Winged termites may look at first glance like winged ants, but they differ in a number of important respects. Termite wings are often longer than those of ants. Termites have four wings, all of which are the same length. Termite bodies are more rounded than those of ants. Ants have a more pronounced waist and segmented body. Finally, termites have straight antennae. Ant antennae are L-shaped.
You can also take the following preventative measures to protect your roof and ceiling from termite damage:
Paint, stain, seal or otherwise treat any exposed wood on your home's exterior.
If you are aware of any roof leaks or other damage to your shingles, fascia boards or eaves, have it repaired immediately.
Have any plumbing leaks underneath your home repaired immediately. Do not allow water to collect underneath your home.

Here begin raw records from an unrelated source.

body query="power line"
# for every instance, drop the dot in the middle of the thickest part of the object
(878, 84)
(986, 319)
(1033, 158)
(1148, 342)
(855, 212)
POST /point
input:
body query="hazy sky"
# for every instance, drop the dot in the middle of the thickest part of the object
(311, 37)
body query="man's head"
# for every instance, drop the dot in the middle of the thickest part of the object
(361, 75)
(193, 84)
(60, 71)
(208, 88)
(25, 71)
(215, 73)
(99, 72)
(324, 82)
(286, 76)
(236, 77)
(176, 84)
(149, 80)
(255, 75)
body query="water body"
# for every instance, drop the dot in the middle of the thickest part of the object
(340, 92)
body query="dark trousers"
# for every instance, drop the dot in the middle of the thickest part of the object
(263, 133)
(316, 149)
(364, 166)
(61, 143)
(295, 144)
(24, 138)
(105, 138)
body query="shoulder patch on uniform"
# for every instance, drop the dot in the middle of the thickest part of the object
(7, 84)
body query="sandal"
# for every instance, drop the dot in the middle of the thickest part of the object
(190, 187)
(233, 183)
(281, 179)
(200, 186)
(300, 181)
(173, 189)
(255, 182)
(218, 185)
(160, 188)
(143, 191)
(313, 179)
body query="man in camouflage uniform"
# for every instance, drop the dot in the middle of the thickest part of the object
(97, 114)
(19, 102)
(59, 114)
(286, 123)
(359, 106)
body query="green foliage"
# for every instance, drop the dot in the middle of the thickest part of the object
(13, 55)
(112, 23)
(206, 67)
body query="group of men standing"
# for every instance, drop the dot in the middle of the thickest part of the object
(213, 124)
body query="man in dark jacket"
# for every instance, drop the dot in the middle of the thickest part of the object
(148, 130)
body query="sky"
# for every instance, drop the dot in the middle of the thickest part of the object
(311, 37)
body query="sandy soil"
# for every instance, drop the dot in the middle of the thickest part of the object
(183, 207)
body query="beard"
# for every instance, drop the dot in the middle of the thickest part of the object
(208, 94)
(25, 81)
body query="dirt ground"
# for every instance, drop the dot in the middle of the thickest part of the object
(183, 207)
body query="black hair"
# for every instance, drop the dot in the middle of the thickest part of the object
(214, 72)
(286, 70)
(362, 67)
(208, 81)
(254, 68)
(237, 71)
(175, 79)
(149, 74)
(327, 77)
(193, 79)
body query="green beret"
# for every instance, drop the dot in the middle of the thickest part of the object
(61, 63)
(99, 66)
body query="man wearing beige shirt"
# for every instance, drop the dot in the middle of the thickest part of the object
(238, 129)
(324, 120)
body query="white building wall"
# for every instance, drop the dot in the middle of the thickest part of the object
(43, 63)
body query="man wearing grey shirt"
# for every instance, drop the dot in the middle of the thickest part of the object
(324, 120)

Keep your gutters clear of debris to allow for proper drainage.
Make sure your home’s entire attic and foundation vents are properly screened.
Do not allow wood debris to accumulate near your home.
Trim any vegetation, such as shrubs, surrounding your home. Do not allow vegetation to become so overgrown that it traps moisture around your foundation or blocks foundation vents. Cut back any tree limbs that are resting on your roof or touching wooden structures such as eaves or window framing.
Avoid the use of mulch close to your home, especially if you have wooden siding.
Take any of the above warning signs seriously, and do not put off contacting a trained pest control technician or agency to get a professional opinion if you find any termite ceiling damage.